Como he dicho al principio, esto no pretende ser una clasificación exhaustiva, sino sólo una aproximación para poder tratar el tema. Seguro que se podrían incluir otros niveles, especialmente entre los de contexto y los íntimos. Y habrá situaciones en que una relación se sitúa en varios estadios a la vez o está pasando de uno a otro. Los problemas en las relaciones vienen cuando no nos sentimos en el nivel que otra persona nos ha puesto o pedimos del otro algo que no sería “propio” de ese nivel.

Y el doble check de whataspp es también un problema de gestión de expectativas. Y en general sucede en ese nivel indefinido entre los amigos de contexto y los amigos íntimos. De alguien que es íntimo, espero que me responda y en general va a ser así. También espero que entienda que si tardo en responder, es porque estoy ocupada y no puedo hacerlo. No suele haber problemas ahí. El problema es si yo considero íntimo a alguien que no piensa lo mismo de mi. O le veo como un amigo cuando el otro me ve como un conocido. O la otra persona no tiene las mismas ideas de lo que debe o no hacer con respecto a la relación que yo. Puede ser que para mi, ver a un amigo de contexto sólo en el “contexto” sea adecuado y para la otra persona no. Si me envía un mensaje queriendo quedar fuera de ese “contexto” me pone en un apuro. Porque es posible que no me apetezca, pero igual tampoco quiero hacerle un feo. Y de repente, no respondes a ese mensaje en horas. O alguien te pregunta algo sobre lo que no quieres hablar con esa persona. O un conocido se piensa que por conocerte en Redes sociales, por ejemplo, ya puede abordarte cuando quiera y tú debes responderle.
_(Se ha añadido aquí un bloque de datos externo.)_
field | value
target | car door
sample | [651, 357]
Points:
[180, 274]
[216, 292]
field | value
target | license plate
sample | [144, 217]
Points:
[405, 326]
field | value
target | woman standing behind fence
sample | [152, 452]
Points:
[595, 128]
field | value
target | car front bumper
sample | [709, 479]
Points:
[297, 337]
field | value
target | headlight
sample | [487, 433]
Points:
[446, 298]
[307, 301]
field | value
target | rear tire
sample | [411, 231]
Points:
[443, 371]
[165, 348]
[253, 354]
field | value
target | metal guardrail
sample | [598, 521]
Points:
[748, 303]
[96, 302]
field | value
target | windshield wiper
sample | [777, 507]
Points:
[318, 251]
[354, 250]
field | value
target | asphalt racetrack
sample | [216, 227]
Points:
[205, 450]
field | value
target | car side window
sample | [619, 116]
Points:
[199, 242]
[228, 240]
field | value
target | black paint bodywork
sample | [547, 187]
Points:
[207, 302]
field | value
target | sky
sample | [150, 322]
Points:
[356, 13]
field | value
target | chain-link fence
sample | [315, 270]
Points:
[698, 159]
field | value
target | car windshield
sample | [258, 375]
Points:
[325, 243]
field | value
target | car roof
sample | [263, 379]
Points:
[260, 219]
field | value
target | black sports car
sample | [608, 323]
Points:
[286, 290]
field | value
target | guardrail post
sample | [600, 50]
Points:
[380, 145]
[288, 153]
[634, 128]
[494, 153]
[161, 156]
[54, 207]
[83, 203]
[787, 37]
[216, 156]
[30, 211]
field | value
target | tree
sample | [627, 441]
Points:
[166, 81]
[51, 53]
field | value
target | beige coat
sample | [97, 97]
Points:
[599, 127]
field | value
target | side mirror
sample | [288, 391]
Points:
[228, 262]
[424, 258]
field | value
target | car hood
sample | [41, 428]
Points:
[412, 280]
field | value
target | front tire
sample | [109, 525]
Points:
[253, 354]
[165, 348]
Podríamos poner muchos ejemplos de ese desfase entre las expectativas de unos y otros. Podríamos pensar que una opción es ser sincero y lo es muchas veces. Pero otras es entrar en un conflicto pues sabes que la otra persona se sentirá herida y optas por no responder. Lo cuál acaba siendo un problema de nuevo.
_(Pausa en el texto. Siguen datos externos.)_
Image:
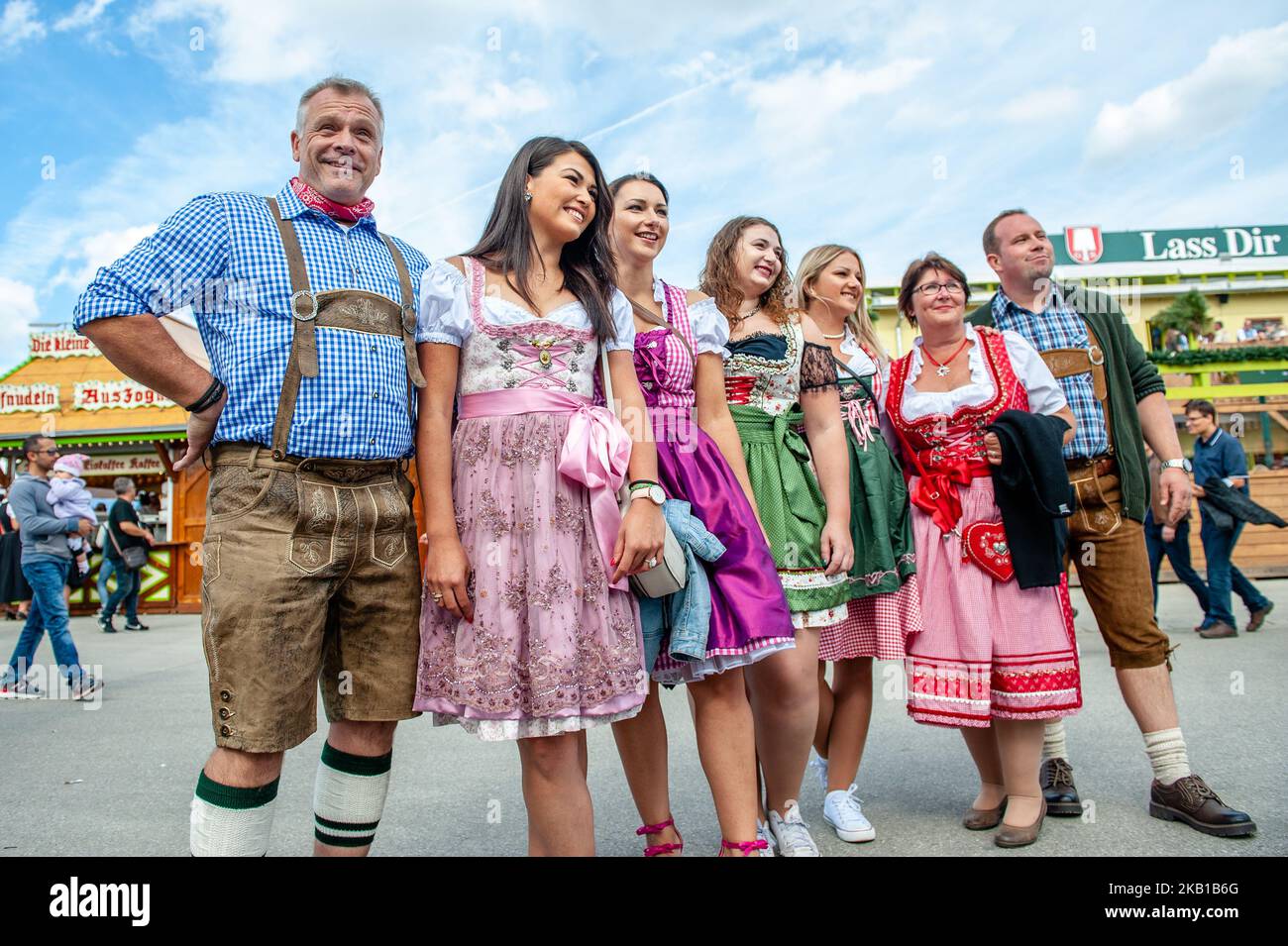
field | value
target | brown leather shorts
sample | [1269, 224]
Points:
[1113, 567]
[309, 567]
Al final estamos ante un problema de comunicación y de expectativas. No nos comunicamos con claridad ni expresamos nuestros deseos ni intenciones. Nos da miedo el precio de la sinceridad. Tampoco ponemos en común nuestras expectativas, lo que ayudaría a saber qué podemos esperar el uno del otro. Y no queremos ver lo que el comportamiento del otro nos está diciendo. Muchas veces no debería ser necesario explicar algo, pero la ubicuidad que suponen las Redes Sociales y los móviles obliga a hacerlo. Debería bastar con observar cómo se comporta  alguien. Si yo envío whatsapp a alguien y no me responde el 80% de las veces, tal vez debería o bien preguntarle el motivo o dejar de enviárselos. Insistir sólo sirve para aumentar mi frustración y posiblemente para importunar al otro.
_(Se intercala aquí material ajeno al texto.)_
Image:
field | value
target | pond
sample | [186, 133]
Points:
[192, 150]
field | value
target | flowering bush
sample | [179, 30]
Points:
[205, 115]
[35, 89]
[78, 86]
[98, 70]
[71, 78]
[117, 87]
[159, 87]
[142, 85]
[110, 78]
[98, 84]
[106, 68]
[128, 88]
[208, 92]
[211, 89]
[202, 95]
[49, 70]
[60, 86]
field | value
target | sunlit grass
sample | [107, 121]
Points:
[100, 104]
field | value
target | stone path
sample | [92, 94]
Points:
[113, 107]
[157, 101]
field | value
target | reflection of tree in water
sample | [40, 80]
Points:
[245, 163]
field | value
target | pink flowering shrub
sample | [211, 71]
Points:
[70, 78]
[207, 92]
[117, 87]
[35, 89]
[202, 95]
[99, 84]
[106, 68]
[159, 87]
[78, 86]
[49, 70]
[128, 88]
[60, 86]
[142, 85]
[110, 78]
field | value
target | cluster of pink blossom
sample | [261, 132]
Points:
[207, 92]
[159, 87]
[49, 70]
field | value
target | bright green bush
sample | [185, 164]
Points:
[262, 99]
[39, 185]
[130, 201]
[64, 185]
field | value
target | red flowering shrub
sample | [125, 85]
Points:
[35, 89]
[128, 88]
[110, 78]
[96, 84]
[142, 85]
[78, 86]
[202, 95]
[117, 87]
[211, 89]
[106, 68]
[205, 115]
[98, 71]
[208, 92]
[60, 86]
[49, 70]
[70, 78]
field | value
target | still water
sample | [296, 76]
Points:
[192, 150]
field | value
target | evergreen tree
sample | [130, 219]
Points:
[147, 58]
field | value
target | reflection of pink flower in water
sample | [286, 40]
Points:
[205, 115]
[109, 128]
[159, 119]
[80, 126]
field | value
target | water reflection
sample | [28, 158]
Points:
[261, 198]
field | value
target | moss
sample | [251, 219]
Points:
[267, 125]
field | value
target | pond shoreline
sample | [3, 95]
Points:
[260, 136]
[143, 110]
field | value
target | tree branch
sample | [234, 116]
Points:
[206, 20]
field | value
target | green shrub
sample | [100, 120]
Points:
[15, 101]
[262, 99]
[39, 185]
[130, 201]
Aprendamos a comunicarnos mejor, observar más y gestionar nuestras expectativas respecto a los demás. Tomemos lo bueno que alguien puede ofrecernos y no presionemos para que nos de lo que no puedo o no quiere dar. Y alimentemos con ganas las relaciones que sí que fluyen en ambas direcciones. Así no tendremos que estar pendientes de cosas como el doble check azul.

¿Tienes diferentes grados de amistad? ¿Cómo te manejas en cada uno de ellos?